Dr. Olivia Walch is the CEO and founder of Arcascope, a startup pioneering dynamic circadian tracking in clinical trials. Her work centers on leveraging smartphones and wearables to monitor and optimize circadian rhythms in real-world conditions, with the aim of reducing clinical trial failures by accounting for circadian timing.
Her research has been featured in CNN, The New York Times, and The Atlantic. In addition to her scientific work, she is the co-editor of the textbook Political Geometry (Birkhäuser) and the author of the popular science book SLEEP GROOVE.
Under her leadership, Arcascope is redefining drug development by identifying compounds that failed—not due to inefficacy, but because they were administered at the wrong time of day. The company’s platform combines proprietary circadian biomarker data with domain-specific AI to identify, de-risk, and advance high-potential therapeutic assets whose efficacy is time-dependent.

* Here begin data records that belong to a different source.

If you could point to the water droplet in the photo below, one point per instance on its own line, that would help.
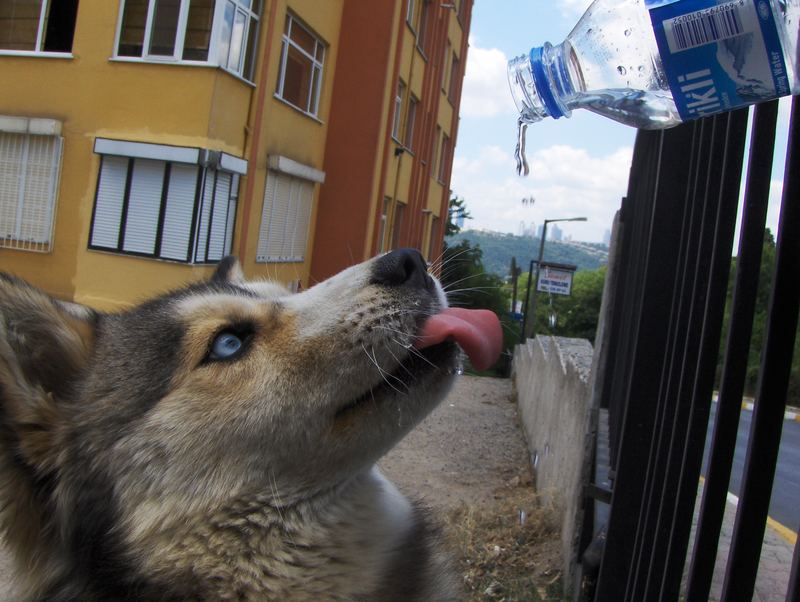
(519, 152)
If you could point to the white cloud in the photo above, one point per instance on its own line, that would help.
(485, 92)
(565, 181)
(574, 8)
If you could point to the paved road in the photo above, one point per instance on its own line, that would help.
(785, 502)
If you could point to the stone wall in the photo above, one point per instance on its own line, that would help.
(551, 380)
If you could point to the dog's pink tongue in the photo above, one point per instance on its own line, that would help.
(477, 331)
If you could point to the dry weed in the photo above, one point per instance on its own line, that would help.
(508, 549)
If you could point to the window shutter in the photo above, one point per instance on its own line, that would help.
(216, 242)
(306, 195)
(205, 216)
(285, 219)
(11, 150)
(41, 180)
(231, 214)
(144, 203)
(108, 207)
(177, 230)
(262, 251)
(29, 167)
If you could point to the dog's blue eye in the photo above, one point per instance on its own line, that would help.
(225, 346)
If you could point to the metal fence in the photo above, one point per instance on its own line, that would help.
(677, 231)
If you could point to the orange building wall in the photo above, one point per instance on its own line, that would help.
(355, 135)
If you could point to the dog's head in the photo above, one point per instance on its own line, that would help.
(222, 388)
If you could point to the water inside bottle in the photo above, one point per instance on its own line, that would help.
(519, 152)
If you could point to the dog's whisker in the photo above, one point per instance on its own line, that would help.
(381, 371)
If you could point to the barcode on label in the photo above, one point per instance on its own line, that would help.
(703, 27)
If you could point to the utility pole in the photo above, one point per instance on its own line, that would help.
(530, 305)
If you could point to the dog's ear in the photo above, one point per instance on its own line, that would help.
(228, 270)
(44, 345)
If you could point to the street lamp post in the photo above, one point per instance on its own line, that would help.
(530, 302)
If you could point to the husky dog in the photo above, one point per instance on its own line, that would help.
(218, 442)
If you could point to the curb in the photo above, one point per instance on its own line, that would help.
(789, 414)
(783, 531)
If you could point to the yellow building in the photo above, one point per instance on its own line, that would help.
(143, 140)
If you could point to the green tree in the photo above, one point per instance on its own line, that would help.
(456, 209)
(576, 315)
(760, 315)
(469, 285)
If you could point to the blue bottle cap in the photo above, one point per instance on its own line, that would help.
(542, 82)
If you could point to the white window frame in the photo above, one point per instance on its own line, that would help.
(317, 66)
(410, 10)
(37, 51)
(297, 222)
(180, 37)
(205, 204)
(397, 120)
(18, 239)
(411, 118)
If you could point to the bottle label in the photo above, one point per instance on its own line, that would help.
(718, 54)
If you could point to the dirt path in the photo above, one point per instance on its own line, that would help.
(470, 446)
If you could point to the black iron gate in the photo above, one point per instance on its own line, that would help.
(678, 224)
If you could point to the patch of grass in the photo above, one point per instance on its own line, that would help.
(508, 549)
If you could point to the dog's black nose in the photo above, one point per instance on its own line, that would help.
(403, 266)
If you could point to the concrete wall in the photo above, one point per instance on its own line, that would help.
(551, 379)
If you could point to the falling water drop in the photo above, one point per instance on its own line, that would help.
(519, 152)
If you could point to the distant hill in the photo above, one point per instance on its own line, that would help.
(498, 249)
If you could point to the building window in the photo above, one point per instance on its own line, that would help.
(454, 75)
(398, 110)
(434, 242)
(444, 158)
(219, 33)
(37, 25)
(387, 203)
(29, 169)
(435, 151)
(397, 224)
(408, 141)
(302, 61)
(164, 209)
(447, 51)
(410, 10)
(285, 218)
(462, 7)
(422, 32)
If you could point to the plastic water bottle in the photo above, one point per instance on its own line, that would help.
(656, 63)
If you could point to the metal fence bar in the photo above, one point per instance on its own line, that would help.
(655, 271)
(794, 577)
(686, 246)
(637, 222)
(737, 347)
(765, 432)
(691, 421)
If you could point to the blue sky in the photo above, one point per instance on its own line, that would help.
(579, 166)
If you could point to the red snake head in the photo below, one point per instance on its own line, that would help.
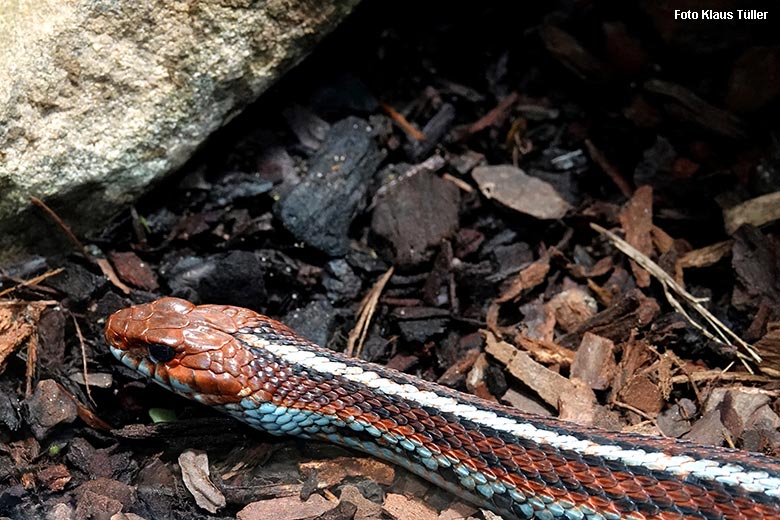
(186, 348)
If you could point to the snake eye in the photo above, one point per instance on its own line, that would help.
(161, 353)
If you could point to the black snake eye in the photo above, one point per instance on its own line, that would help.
(161, 353)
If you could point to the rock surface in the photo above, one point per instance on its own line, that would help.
(99, 99)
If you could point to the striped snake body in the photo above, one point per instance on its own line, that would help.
(518, 465)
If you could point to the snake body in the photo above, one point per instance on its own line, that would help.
(519, 465)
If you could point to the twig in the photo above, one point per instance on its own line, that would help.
(669, 283)
(83, 360)
(621, 404)
(720, 375)
(32, 281)
(367, 307)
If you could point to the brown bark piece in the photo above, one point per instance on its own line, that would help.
(641, 393)
(578, 406)
(594, 362)
(333, 471)
(285, 508)
(756, 212)
(636, 219)
(195, 474)
(768, 347)
(707, 430)
(572, 307)
(523, 193)
(405, 508)
(632, 311)
(546, 352)
(366, 509)
(756, 262)
(526, 280)
(551, 387)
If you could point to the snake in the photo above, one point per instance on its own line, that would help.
(515, 464)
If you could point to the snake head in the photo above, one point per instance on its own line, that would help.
(188, 349)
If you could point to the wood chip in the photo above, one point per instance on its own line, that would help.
(517, 190)
(407, 508)
(636, 219)
(757, 212)
(550, 386)
(285, 508)
(333, 471)
(594, 362)
(195, 473)
(572, 307)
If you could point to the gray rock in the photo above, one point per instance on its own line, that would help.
(98, 99)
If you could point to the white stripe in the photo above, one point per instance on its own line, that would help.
(755, 481)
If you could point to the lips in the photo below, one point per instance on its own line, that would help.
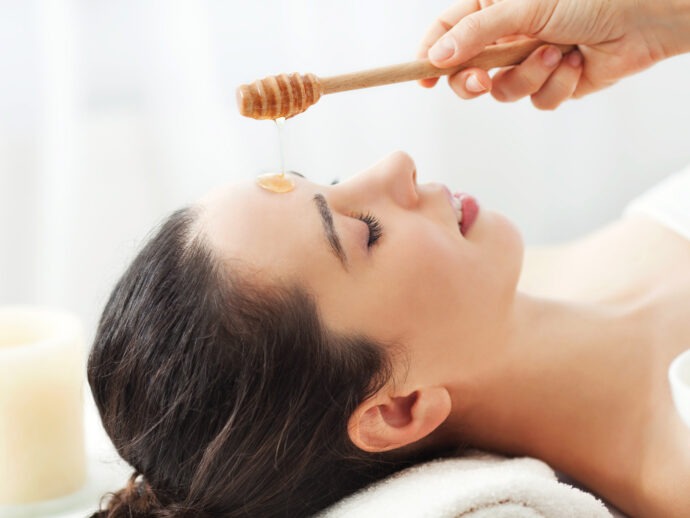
(470, 209)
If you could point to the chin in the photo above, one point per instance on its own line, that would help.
(503, 241)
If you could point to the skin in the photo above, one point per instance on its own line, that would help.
(559, 353)
(615, 38)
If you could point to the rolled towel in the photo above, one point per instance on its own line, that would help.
(476, 485)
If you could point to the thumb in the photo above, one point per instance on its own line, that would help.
(471, 34)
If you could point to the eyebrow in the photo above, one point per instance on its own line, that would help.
(329, 229)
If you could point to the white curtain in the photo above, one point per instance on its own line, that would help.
(112, 114)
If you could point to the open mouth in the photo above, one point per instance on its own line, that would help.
(466, 210)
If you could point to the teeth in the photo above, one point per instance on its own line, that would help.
(457, 203)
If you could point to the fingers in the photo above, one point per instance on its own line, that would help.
(561, 84)
(473, 32)
(470, 83)
(513, 83)
(439, 27)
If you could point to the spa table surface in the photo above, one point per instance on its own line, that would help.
(109, 473)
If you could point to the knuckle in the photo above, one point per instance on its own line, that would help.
(544, 104)
(500, 94)
(471, 25)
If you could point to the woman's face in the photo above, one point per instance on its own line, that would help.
(421, 284)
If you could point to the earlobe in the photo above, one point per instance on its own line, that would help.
(385, 422)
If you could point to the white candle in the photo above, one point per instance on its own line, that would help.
(42, 452)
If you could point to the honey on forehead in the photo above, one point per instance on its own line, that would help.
(275, 182)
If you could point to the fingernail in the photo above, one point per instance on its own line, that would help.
(574, 59)
(551, 56)
(473, 85)
(442, 49)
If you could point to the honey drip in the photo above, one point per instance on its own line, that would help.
(275, 182)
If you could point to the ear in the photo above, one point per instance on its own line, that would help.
(384, 422)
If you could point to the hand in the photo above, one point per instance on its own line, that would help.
(615, 38)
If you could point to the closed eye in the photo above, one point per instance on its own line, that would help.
(374, 225)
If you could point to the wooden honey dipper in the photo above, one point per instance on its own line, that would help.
(288, 95)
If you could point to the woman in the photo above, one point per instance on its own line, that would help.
(266, 354)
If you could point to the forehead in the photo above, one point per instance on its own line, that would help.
(276, 233)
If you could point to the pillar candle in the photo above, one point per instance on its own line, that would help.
(42, 453)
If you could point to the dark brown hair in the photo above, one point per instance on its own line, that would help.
(229, 398)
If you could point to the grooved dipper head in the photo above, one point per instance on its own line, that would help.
(278, 96)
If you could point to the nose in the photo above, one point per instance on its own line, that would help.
(398, 176)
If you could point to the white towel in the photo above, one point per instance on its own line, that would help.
(475, 485)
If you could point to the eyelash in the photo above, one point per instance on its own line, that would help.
(375, 228)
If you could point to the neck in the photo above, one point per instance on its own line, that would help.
(556, 387)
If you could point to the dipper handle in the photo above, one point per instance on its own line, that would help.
(287, 95)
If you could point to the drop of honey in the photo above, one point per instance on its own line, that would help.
(276, 182)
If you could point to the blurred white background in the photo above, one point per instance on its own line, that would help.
(114, 113)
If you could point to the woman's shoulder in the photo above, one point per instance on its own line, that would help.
(613, 263)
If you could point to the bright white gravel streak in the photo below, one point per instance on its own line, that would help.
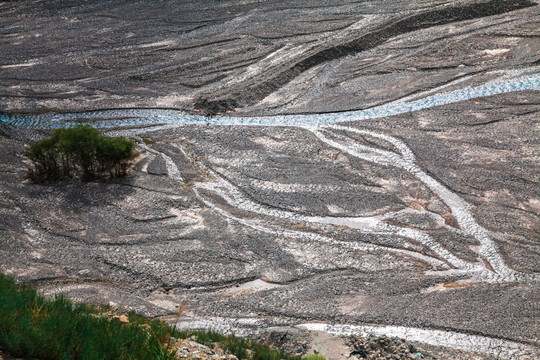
(481, 344)
(508, 81)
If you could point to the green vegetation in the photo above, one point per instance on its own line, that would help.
(34, 327)
(80, 151)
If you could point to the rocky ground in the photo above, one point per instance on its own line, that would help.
(422, 225)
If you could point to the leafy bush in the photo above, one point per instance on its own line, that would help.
(79, 151)
(33, 327)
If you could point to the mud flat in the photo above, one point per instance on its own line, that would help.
(372, 167)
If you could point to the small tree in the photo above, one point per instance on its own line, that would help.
(79, 151)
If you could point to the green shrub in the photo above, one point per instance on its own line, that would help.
(79, 151)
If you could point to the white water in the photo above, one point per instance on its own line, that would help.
(339, 137)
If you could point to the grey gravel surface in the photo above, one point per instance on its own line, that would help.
(287, 224)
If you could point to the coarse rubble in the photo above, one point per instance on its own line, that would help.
(190, 349)
(383, 347)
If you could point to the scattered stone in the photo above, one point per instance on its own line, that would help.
(189, 349)
(122, 318)
(378, 348)
(288, 340)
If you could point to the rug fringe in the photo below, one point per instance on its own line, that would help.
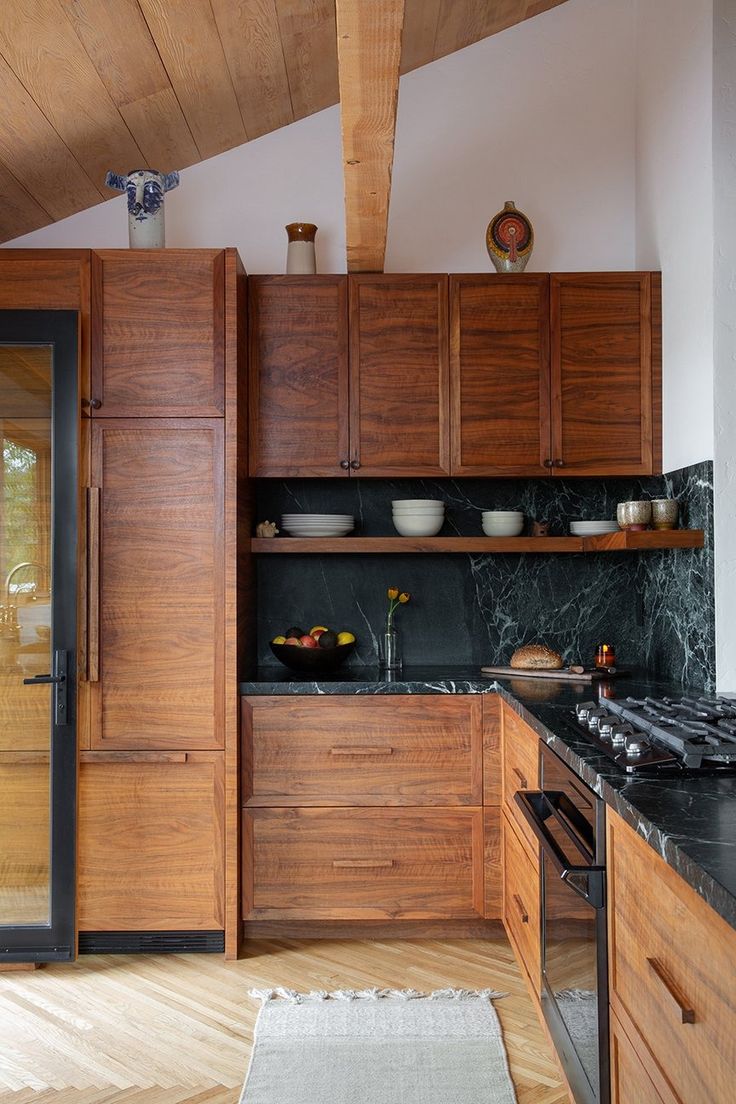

Arcascope focuses on shelved, off-patent, underdeveloped, or failed late-stage drugs with circadian potential—such as vatalanib and motesanib, both of which failed in Phase III trials but demonstrated dramatically improved efficacy in Arcascope’s preclinical studies when administered at circadian-optimized times.
By repositioning these compounds through method-of-use innovation, Arcascope compresses traditional development timelines, reduces capital requirements, and unlocks significant clinical and commercial value.